Soil Data Access / SSURGO Mapunit Aggregate Input Example

This example pulls mapunit/component data from Soil Data Access (SDA). We use the {soilDB} function get_SDA_property() to obtain representative values for sand, silt, clay, and bulk density (1/3 bar) we run Rosetta on the resulting data.frame (one row per mapunit) then use raster attribute table (RAT) to display the results (1:1 with mukey).

library(soilDB)
library(terra)
#> terra 1.7.55
library(rosettaPTF)

# obtain mukey map from SoilWeb Web Coverage Service (800m resolution SSURGO derived)
res <- mukey.wcs(aoi = list(aoi = c(-114.16, 47.65,-114.08, 47.68), crs = 'EPSG:4326'))
#> Loading required namespace: sf

# request input data from SDA
varnames <- c("sandtotal_r", "silttotal_r", "claytotal_r", "dbthirdbar_r")
resprop <- get_SDA_property(property = varnames,
                            method = "Dominant Component (numeric)",
                            mukeys = unique(values(res$mukey)))

# keep only those where we have a complete set of 4 parameters (sand, silt, clay, bulk density; model code #3)
soildata <- resprop[complete.cases(resprop), c("mukey", varnames)]

# run Rosetta on the mapunit-level aggregate data
system.time(resrose <- run_rosetta(soildata[,varnames]))
#>    user  system elapsed 
#>    0.19    0.03    0.22

# transfer mukey to result
resprop$mukey <- as.numeric(resprop$mukey)
resrose$mukey <- as.numeric(soildata$mukey)

# merge property (input) and rosetta parameters (output) into RAT
levels(res) <- merge(cats(res)[[1]], resprop, by.x = "ID", by.y = "mukey", all.x = TRUE, sort = FALSE)
levels(res) <- merge(cats(res)[[1]], resrose, by.x = "ID", by.y = "mukey", all.x = TRUE, sort = FALSE)

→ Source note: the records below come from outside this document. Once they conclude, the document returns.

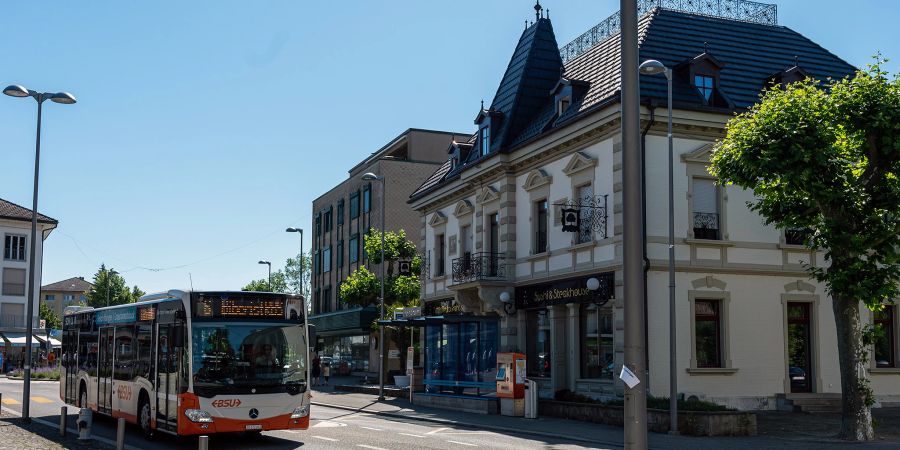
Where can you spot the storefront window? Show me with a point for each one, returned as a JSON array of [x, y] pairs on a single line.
[[537, 351], [596, 342]]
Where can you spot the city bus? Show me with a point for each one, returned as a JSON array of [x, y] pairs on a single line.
[[188, 363]]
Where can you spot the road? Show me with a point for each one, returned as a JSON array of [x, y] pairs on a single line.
[[330, 428]]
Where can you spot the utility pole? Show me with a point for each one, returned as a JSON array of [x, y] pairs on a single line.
[[632, 216]]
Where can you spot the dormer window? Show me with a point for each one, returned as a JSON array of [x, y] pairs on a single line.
[[704, 84]]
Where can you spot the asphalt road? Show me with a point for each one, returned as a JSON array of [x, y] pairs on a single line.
[[330, 428]]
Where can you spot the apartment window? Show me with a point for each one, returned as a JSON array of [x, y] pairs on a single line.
[[340, 255], [341, 212], [14, 247], [885, 351], [354, 205], [439, 252], [328, 219], [706, 209], [354, 248], [596, 339], [367, 198], [585, 195], [540, 234], [704, 84], [326, 260], [13, 281], [708, 332]]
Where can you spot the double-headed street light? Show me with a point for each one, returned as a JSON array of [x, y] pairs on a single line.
[[369, 176], [270, 273], [299, 230], [654, 67], [64, 98]]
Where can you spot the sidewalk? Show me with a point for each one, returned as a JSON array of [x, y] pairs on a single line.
[[588, 433]]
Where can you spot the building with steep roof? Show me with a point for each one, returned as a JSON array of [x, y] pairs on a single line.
[[517, 223], [72, 291]]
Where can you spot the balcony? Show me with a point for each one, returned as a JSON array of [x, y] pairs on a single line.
[[479, 266]]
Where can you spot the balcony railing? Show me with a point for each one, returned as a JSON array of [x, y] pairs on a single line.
[[706, 226], [479, 266], [17, 321]]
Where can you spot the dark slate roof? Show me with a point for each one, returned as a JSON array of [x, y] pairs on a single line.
[[12, 211], [750, 54], [532, 71], [75, 284]]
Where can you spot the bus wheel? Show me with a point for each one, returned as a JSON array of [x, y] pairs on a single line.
[[144, 416]]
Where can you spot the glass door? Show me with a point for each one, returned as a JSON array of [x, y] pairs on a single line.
[[800, 368]]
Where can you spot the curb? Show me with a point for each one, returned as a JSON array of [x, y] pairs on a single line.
[[469, 424]]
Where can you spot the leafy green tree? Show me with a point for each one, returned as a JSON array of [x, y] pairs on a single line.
[[50, 317], [826, 158], [108, 282]]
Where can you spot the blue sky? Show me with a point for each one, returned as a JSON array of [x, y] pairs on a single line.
[[204, 128]]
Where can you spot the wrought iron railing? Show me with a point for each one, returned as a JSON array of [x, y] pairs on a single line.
[[742, 10], [706, 226], [479, 266]]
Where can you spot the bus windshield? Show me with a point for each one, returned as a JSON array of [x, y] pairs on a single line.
[[258, 355]]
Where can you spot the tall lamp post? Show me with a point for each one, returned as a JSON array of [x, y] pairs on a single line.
[[299, 230], [109, 275], [270, 273], [369, 176], [654, 67], [66, 99]]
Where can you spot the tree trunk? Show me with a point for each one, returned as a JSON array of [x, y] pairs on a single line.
[[856, 416]]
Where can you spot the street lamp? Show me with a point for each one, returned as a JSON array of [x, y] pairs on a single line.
[[109, 273], [654, 67], [66, 99], [299, 230], [369, 176], [270, 273]]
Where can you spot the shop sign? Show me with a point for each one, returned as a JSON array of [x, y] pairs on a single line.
[[565, 291]]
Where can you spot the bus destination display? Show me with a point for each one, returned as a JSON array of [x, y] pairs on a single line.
[[240, 307]]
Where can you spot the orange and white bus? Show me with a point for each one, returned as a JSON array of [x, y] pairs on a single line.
[[190, 363]]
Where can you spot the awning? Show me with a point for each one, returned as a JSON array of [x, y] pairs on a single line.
[[18, 339]]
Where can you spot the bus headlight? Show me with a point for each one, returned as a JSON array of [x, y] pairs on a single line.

# convert categories based on mukey to numeric values
res2 <- catalyze(res)

# make a plot of the predicted Ksat
plot(res2, "log10_Ksat_mean")

SpatRaster (terra) Input Example

The above example shows how to create raster output based on discrete (SSURGO polygon derived) data. A more general case is when each raster cell has “unique” values (i.e. continuous raster inputs). run_rosetta() has an S3 method defined for SpatRaster input.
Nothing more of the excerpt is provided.